Official figures for the quarter spanning Oct. 1 won’t be available until late January 2010. However, an early spot check at a handful of businesses indicated that revenues had fallen another 7.5 percent between September and October.

“It’s so wide-ranging, I’m not sure how valid it is,” Ask said. “It’s not a real good picture.”

He wasn’t, however, surprised by Century Gaming’s reported 16 percent drop.

“That’s what we were told would happen initially,” he said. “They will trend back up, but I’ve never had anyone tell me they’ll come back all the way to where they were.”

A piece of the pie

In the big picture, gaming taxes represent about 3.4 percent of the state’s general fund revenue. And any drop in income translates into a shortage somewhere. Unfortunately, the glum news for gaming comes on the heels of a recent report estimating a statewide revenue shortfall of 22 percent.  

Montana receives a 15 percent tax on the reported gross income from each and every video gaming machine in the state.
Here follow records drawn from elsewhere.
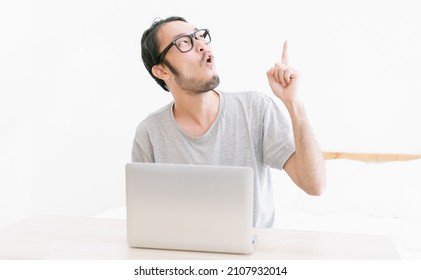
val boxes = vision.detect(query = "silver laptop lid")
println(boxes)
[126,163,253,253]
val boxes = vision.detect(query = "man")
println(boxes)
[132,17,326,227]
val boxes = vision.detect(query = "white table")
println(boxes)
[0,216,400,260]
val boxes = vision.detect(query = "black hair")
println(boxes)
[141,16,187,91]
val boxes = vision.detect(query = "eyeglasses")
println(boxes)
[157,29,211,64]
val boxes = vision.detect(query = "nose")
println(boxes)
[194,39,209,52]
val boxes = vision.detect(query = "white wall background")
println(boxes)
[0,0,421,228]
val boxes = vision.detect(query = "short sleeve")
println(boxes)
[132,124,155,162]
[263,97,295,170]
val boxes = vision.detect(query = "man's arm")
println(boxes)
[267,41,326,195]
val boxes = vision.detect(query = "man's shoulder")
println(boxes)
[221,91,270,106]
[142,102,173,122]
[137,102,173,130]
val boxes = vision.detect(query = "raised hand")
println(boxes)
[266,41,299,105]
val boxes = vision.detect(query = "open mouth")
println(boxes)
[203,53,213,63]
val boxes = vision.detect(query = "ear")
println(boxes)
[152,65,168,81]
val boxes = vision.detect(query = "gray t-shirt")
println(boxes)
[132,91,295,227]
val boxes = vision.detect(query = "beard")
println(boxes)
[164,61,219,95]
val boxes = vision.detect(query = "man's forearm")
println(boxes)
[286,100,326,195]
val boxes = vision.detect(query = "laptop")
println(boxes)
[126,163,254,254]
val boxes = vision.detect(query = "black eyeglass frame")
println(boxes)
[156,28,212,64]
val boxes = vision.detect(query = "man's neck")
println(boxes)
[173,90,219,137]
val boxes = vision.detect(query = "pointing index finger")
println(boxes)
[281,40,288,64]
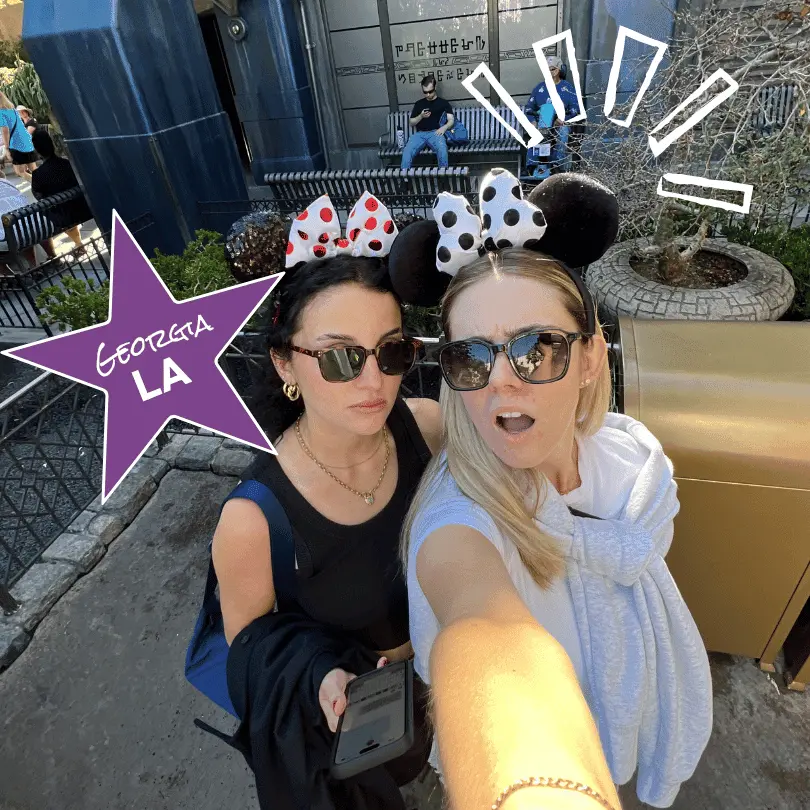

Of the $60 million or so that comes in annually, all goes into the state general fund. From there, a complex formula is used to filter about two thirds of the take back to local governments.

Though revenues appear to be down, Ask said he’s not yet been given a directive for making ends meet.

“Other than the general directive, that if revenues are depressed, then you have to start tightening your belt,” he said.

In Oregon, the state is shaving its losses through state-mandated furlough days. In Montana, some businesses are complaining out loud. Sen. Jeff Essman of Billings said there’s probably no chance that the ban would be reversed — at least not any time soon. The next legislative session is 14 months off, and he doesn’t foresee a special session for that one issue. In the meantime, he’s trying to get a better handle on the ban’s far-reaching impacts.

And the savings?

As one department counts lost revenues, another department cites potential for savings. Information provided by the Montana Department of Health and Human Services points out that businesses may now see significant reductions in fire insurance, cleaning costs and health insurance premiums. Besides a range of health benefits, studies also show that employees who work in a smokefree environment typically miss fewer work shifts due to illness.

Montana has yet to put a price tag on such benefits, but a Minnesota study has done just that. The report, published in April 2009 in the American Journal of Public Health, concludes that the bill for health problems traced to secondhand smoke ranges between $152 million and $330 million each year. Using $228 million as the state’s target figure, the price tag of compromised health averages out to nearly $45 per resident.

No turning back

As Arntzen and Schmalz ponder the numbers, they’re urging the industry to move forward.

“It’s inevitable,” Arntzen said. “We’ve encouraged them not to go down that (reversal) road.”

Instead, they’re brainstorming ways to bring people back and to entice new customers in. Promotions are good, but customer service is paramount, they say. Smokers need more than a bench outside in the dark. They need to feel a part of the action. Smoker shacks need to be comfortable, with privacy, heat and lights, Schmalz said.

“Some places have put coffee and hot chocolate out,” she said. “There’s even talk of putting in sound.”

Above all, anyone stepping into a casino for the first time should be given red carpet treatment. Arntzen likens the experience to eating in an unfamiliar, exotic restaurant. Suggestions and guidance help customers enjoy the experience and make them want to come back, he said.  

Meanwhile, Arntzen and Schmalz continue to monitor weekly revenues, eager for signs that the worst is over.

“There are a lot of good reasons 10 (percent) seemed like a good number,” Arntzen said. “And maybe 10 will be the number. But it’s the sixth week into it. It won’t happen quickly.”